É engraçado até, brincamos na internet que as questões de exatas são as mais complexas enquanto a área de humanas é “fácil”, mas um problema matemático pode sim estar certo ou errado, enquanto um debate de humanas possui inúmeras formas de ser interpretado e não necessariamente possui uma resposta ou posicionamento único.

É muito legal comparar ficção com realidade, encontrar exemplos em histórias para entender coisas da nossa vida. Acho muito interessante quando professores passam filmes como V de Vingança ou Jogos Vorazes para explicar algo político. É interessante ver uma criança ou adolescente usando X-Men para entender a questão do preconceito. Mas as histórias estão aí para nos fazerem refletir e não para serem seguidas ao pé da letra. Não podemos bater uns nos outros como o Batman e o Superman fizeram.

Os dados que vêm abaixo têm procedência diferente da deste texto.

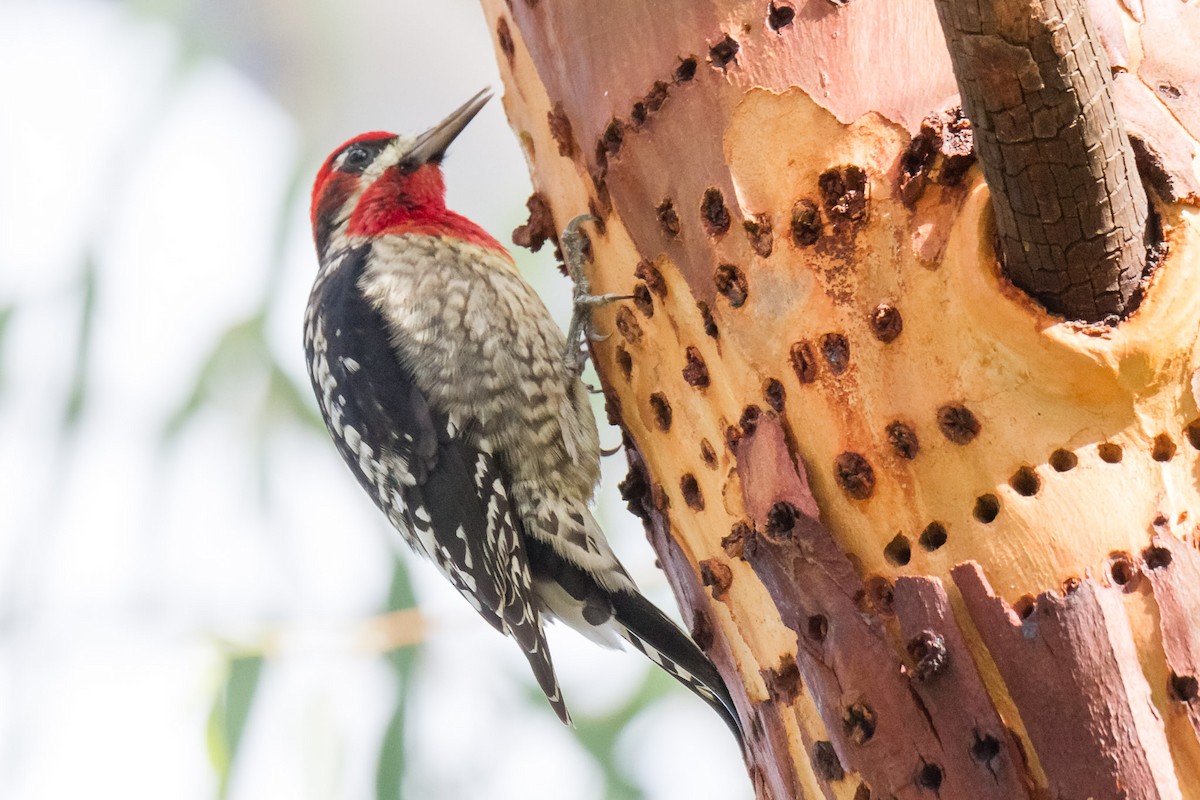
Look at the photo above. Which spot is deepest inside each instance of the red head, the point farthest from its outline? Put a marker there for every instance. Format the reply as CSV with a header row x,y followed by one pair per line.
x,y
379,184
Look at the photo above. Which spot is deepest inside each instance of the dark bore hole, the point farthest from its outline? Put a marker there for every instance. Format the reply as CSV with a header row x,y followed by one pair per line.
x,y
881,594
661,409
858,722
657,96
903,439
732,437
625,362
760,235
835,349
723,53
773,390
1123,570
855,475
1193,433
731,282
561,131
637,114
653,278
958,423
736,542
934,536
1063,461
804,361
642,300
781,518
898,551
779,16
719,577
613,137
690,489
1025,481
612,407
628,326
714,212
687,70
826,763
669,220
504,37
1163,449
985,747
1156,558
930,777
805,223
987,509
886,322
695,372
1185,687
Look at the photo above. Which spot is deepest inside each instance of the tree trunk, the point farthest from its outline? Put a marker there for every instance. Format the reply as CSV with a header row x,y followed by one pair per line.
x,y
939,541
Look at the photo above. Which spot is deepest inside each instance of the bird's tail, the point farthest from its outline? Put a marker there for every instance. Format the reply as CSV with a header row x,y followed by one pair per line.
x,y
532,639
661,641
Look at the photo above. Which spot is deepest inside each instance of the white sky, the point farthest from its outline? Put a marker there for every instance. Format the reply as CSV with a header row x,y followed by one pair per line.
x,y
124,564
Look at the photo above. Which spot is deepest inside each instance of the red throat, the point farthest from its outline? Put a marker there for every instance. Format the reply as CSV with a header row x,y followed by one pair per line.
x,y
414,203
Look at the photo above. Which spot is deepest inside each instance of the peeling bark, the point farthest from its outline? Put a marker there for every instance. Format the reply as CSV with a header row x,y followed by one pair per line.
x,y
1071,209
863,453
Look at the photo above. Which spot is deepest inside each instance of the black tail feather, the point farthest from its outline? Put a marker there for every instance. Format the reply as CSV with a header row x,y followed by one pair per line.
x,y
661,641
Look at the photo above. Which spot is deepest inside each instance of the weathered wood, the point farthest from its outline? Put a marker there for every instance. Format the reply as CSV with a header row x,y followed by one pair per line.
x,y
1071,666
817,318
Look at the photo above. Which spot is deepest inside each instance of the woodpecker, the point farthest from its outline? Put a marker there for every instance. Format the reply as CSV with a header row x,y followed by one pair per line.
x,y
456,402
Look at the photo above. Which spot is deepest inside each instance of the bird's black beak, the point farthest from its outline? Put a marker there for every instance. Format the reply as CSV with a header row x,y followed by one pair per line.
x,y
431,145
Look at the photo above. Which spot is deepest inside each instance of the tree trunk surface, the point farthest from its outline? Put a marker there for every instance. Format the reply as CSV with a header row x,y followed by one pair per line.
x,y
1069,206
939,541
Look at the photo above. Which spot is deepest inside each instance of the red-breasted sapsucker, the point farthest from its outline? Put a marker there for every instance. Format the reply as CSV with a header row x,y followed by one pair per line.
x,y
456,402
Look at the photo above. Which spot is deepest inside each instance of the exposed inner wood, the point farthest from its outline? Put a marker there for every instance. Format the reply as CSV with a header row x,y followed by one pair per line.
x,y
819,318
1071,209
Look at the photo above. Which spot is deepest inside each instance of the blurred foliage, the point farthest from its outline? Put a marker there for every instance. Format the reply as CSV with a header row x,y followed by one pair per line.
x,y
77,391
244,378
600,734
391,765
231,709
6,314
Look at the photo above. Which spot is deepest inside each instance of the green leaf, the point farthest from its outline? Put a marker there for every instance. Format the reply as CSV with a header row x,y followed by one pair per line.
x,y
231,710
393,761
6,314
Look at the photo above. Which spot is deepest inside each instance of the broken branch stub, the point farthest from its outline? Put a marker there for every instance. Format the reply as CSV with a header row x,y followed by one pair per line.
x,y
1069,205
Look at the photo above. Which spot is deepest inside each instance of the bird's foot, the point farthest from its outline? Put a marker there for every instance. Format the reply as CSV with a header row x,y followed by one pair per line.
x,y
582,329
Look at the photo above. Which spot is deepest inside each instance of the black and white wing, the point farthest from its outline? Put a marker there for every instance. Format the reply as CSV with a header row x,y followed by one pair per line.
x,y
442,491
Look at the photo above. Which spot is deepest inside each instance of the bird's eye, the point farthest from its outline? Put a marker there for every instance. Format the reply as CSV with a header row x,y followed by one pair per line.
x,y
357,157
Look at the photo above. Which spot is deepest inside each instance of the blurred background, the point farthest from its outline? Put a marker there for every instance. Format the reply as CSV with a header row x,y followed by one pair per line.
x,y
196,599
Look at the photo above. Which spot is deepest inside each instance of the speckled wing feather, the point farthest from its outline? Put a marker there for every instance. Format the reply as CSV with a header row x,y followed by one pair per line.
x,y
438,485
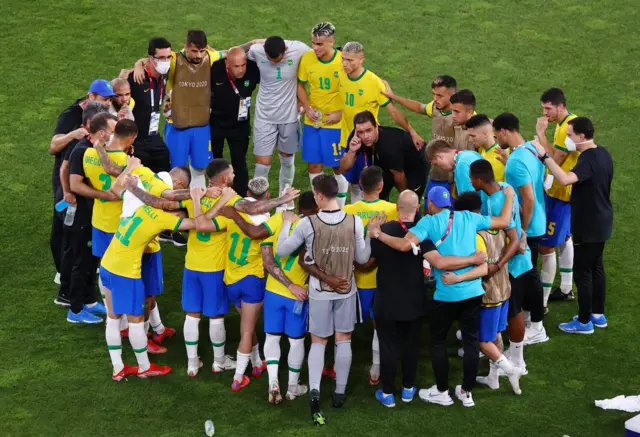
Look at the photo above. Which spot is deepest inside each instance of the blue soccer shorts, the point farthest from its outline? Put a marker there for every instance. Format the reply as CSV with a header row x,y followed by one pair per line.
x,y
204,292
558,222
279,317
249,289
127,294
493,320
191,145
321,146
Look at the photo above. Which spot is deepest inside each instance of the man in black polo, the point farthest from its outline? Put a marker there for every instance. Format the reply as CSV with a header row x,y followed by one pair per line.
x,y
389,148
68,131
233,81
148,95
591,220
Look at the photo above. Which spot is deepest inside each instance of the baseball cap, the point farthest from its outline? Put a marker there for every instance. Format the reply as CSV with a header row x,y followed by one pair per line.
x,y
440,197
102,87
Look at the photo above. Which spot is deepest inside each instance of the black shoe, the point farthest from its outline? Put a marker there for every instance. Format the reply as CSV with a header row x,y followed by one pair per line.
x,y
62,301
557,295
317,415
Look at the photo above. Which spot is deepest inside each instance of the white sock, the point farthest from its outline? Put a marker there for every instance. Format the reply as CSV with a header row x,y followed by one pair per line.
x,y
565,259
191,335
262,170
114,344
197,177
218,336
375,349
256,361
156,321
312,176
242,361
548,274
316,363
272,356
124,323
516,353
287,171
356,193
295,359
138,340
343,187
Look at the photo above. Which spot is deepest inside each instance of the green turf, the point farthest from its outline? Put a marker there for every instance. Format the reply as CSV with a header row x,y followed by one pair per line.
x,y
54,378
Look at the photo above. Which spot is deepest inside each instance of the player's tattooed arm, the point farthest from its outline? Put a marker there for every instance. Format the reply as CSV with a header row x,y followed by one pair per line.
x,y
262,206
110,167
131,184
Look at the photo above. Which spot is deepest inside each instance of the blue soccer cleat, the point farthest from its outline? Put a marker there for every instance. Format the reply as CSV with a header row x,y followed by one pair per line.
x,y
386,400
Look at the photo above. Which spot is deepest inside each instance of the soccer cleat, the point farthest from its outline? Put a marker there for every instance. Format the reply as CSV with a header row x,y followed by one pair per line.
x,y
237,386
83,317
465,397
167,333
317,415
274,393
256,372
409,393
374,379
98,308
434,396
127,370
62,301
557,295
228,364
155,349
329,372
296,391
154,370
575,327
193,366
533,336
338,400
598,322
388,401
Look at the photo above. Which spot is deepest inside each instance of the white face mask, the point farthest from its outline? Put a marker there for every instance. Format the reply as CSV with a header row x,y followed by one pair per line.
x,y
163,67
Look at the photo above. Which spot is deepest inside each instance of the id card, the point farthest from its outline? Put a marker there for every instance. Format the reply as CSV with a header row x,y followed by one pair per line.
x,y
243,109
154,123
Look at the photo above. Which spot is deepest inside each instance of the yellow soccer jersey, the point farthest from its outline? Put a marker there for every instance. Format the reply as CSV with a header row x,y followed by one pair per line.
x,y
244,256
491,154
206,250
323,78
366,209
124,254
357,95
106,214
557,190
288,264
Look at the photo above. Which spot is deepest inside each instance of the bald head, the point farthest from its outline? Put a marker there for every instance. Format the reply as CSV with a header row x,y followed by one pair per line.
x,y
408,202
236,62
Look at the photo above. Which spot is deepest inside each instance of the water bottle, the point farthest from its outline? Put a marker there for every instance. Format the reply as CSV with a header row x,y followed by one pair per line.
x,y
70,215
208,428
297,307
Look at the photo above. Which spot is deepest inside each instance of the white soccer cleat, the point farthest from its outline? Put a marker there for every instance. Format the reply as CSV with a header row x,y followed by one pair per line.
x,y
228,364
433,396
193,366
274,393
296,391
465,397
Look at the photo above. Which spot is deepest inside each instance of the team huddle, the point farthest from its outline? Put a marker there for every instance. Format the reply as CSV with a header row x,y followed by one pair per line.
x,y
493,203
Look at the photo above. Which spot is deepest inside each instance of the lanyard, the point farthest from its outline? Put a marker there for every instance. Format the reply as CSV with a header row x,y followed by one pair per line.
x,y
233,85
446,233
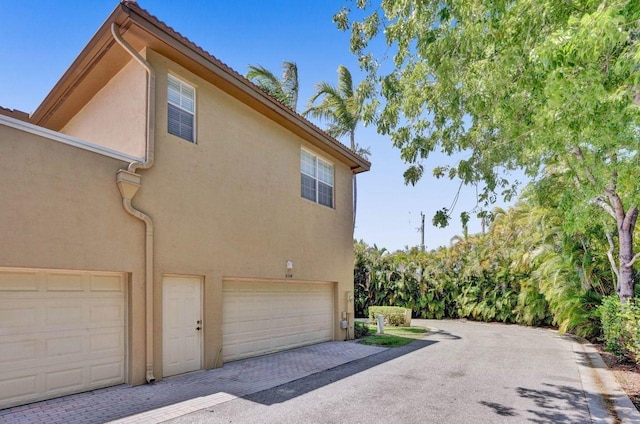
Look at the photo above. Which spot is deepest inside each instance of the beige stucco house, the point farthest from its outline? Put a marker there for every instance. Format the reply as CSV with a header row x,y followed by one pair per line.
x,y
160,214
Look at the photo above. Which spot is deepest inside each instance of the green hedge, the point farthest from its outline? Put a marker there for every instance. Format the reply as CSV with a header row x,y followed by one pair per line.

Enquanto tivermos essa mentalidade binária que muitas histórias de fantasia e de super-heróis apresentam, nós não vamos conseguir nos focar em encontrar soluções porque estaremos muito preocupados em “derrotar o inimigo”. Até porque ninguém quer se encontrar no lado do vilão, então a necessidade e urgência de provar seu lado é ainda maior, o que resulta nas demonstrações de ódio que andamos vendo.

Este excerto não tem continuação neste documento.